Ouija Boards & Causal Inference

Author

Jake Friedenberg

Date Published

Jake Friedenberg Co-Founder at RootCause.ai | Causal Inference at Scale


A wizard stands before you in a dark tower. Behind him, a scrying pool pulses with light. Charts swirl in the mist. He grips his staff, wheels around, and bellows: "BEHOLD! The omens reveal... speeding correlates with accidents!" The king's court nods. Riders are dispatched to enforce speed penalties across the realm. Six months later the accident rate hasn't budged. The wizard is back at the pool, squinting at new shapes, muttering about sample sizes.

You have this wizard. He works in your analytics department. The pool is your BI dashboard. And no amount of rigor changes the ritual: the wizard will never be able to reliably compute what will happen if you intervene.

The Séance#

Alright, nerd sh*t aside.

A major logistics company had a truck accident problem.
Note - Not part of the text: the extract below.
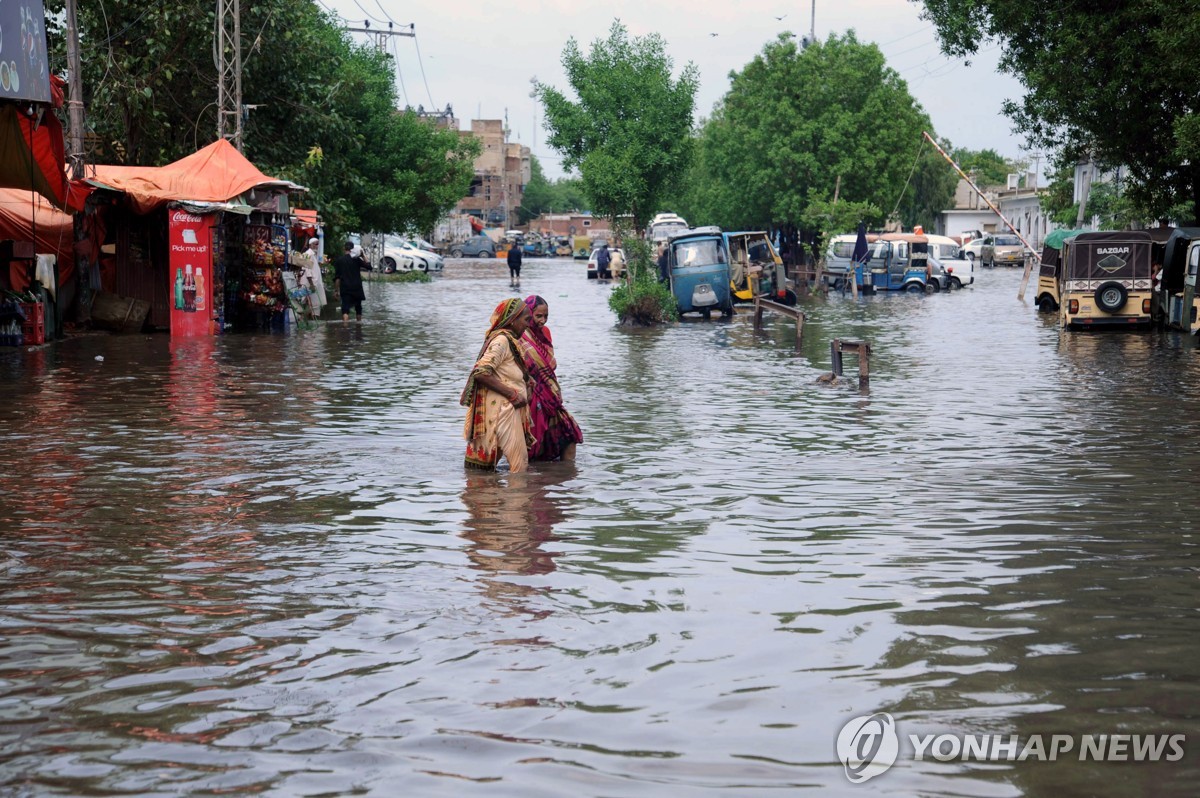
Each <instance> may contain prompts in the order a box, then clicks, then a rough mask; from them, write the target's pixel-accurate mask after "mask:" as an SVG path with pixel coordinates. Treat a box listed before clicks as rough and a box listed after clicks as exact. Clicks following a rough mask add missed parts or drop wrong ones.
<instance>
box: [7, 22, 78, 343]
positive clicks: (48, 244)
mask: <svg viewBox="0 0 1200 798" xmlns="http://www.w3.org/2000/svg"><path fill="white" fill-rule="evenodd" d="M44 30H46V13H44V8H43V4H42V2H41V1H40V0H30V1H28V2H22V4H19V5H18V4H0V48H2V50H4V54H5V55H4V61H0V344H8V346H22V344H31V343H32V344H36V343H43V342H44V341H46V338H47V336H49V337H54V336H55V335H58V330H59V326H60V324H59V322H60V320H61V317H60V311H59V307H60V302H59V301H58V300H60V299H61V293H60V292H59V278H60V277H62V278H64V281H65V278H66V277H68V276H70V274H71V271H70V270H71V266H72V260H73V254H72V246H73V241H74V239H73V236H72V218H71V216H70V215H68V214H66V212H64V211H67V210H77V209H78V205H77V204H74V203H73V202H72V200H73V199H76V197H74V196H73V194H72V191H71V186H70V182H68V180H67V176H66V170H65V162H64V139H62V125H61V124H60V122H59V119H58V116H55V114H54V110H53V109H54V108H59V107H61V106H62V103H64V88H65V85H66V84H65V82H64V80H62V79H61V78H59V77H58V76H55V74H52V73H50V71H49V66H48V58H47V37H46V35H44V32H43V31H44ZM78 199H79V200H82V197H79V198H78ZM64 256H65V257H64ZM60 263H61V266H62V269H64V272H62V274H60V272H59V264H60ZM68 298H70V295H68Z"/></svg>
They wanted to reduce the number of accidents. So they did what any well-funded enterprise does: they threw money and data at it. Bling bling!

Truck telemetry! Speed! Aggressive driving behaviors! Hard braking events! Snow! Rain! Truck type! Driver profiles! Full-time, part-time, contractor, dog, cat, red, blue! Time of day, day of week, route characteristics.

They made a big internal website. A graphic designer clearly helped. It had a branded dashboard showing years of data from dozens of sources. It was an absolute f*cking marvel of data engineering and took the better part of a year to build. Beautiful work.

And every month, they and a half-dozen executives would gather around this thing and do the best they could: sacrifice a chicken on the data altar and try to divine the future by reading its entrails.

Executives speculate that speeding tracks with accidents, and they create a policy to crack down on speeding. Deploy. Wait four months. Nothing moves.

Part-time drivers look riskier. Increase screening. Deploy. Wait four months. Nothing changes.

Weather looks like a factor in Q1. Seasonal protocols. Deploy. Wait four months. Nothing really mattered in the results.

What Causal Discovery Actually Found#

RootCause.ai ran causal discovery across the same messy operational data they'd been staring at for years and it took us about 3 hours.

The answer wasn't speeding, weather, or driver employment type. It was actually completely unremarkable: driver fatigue.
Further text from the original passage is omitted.